Sunday, July 21, 2019

Delayed Reaction: Assassination Nation


The Pitch: You know what people love right now? Directionless political statements and trigger warnings.

After a series of data hacks, a small town goes crazy and turns on the group of girls they believe are behind them.

Oh, thank god. This IS from the same guy who made the HBO series Euphoria. There's no way this could've come from someone else. The youth focus, the very self-aware hip-ness, the provocative use of stark visuals. It makes too much sense that it's the same guy.
Here's the difference. I like Euphoria (so far, as of writing this). I pretty much hated Assassination Nation. For all the provocation of Euphoria, it's telling small and fairly grounded stories. It's about a small town. They have secrets. Everyone is messed up in some way. It's extreme, but it still feels real. Assassination Nation is over-the-top for the sake of being over-the-top.

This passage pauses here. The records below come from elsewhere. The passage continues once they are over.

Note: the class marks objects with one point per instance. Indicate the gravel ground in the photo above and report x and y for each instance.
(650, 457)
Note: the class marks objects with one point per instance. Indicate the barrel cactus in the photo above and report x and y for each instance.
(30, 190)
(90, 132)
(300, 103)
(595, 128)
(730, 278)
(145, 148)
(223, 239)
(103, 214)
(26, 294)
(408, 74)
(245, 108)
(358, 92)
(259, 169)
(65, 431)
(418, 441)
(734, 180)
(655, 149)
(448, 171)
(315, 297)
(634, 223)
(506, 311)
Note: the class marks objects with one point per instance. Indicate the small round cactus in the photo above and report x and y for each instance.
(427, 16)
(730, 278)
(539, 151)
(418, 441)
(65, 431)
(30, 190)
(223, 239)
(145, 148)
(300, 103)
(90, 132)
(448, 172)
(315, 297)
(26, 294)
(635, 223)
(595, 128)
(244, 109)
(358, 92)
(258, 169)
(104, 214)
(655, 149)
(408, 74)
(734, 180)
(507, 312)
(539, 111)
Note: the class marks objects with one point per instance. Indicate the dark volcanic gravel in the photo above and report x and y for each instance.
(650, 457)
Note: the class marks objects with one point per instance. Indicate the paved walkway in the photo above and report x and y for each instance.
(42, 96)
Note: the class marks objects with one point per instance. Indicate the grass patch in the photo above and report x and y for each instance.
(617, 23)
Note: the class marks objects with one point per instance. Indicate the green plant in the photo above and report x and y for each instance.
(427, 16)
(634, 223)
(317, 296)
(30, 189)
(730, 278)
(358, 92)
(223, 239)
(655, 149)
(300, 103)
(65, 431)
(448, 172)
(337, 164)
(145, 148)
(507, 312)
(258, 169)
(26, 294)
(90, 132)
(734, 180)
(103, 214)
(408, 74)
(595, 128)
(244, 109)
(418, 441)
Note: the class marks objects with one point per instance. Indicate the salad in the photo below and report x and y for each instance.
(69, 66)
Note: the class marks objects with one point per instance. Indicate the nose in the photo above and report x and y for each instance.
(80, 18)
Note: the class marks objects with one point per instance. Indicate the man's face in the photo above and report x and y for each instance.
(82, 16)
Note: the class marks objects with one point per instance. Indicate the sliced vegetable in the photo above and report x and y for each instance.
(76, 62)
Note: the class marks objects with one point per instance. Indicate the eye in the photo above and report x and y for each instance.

It feels like Sam Levinson watched The Handmaid's Tale followed by the Purge movies, then wrote a screenplay with the challenge to "think young".
One of the fast ways to turn me off of a movie is having the movie pat itself on the back. Assassination Nation does that in the first five minutes, rolling off a laundry list of trigger warnings for things that will happen. By the end, I half-expected it to pause for a moment to let the applause quiet down. I hate the MPAA, but it does a decent job letting people know what to expect. There's no need to warn people again unless you're expecting praise for how provocative you are.

And things went downhill from there. This movie just felt dirty. You know how people say you can't really make an anti-war movie, because if you are showing war then you are still glorifying it? That's how this felt. All the female and LGBTQ+ endangerment felt wrong. By the time it flipped the tables and had them fight back, that felt just as wrong.

And the ending, when the kid behind all the hacks said he did it for the lolz pissed me off even more. It's all nihilism for the sake of nihilism. What value does that have?

Perhaps the movie just wasn't for me. I really don't want to track down any positive reviews though. The chance that I'll come across the word "sheeple" is too high.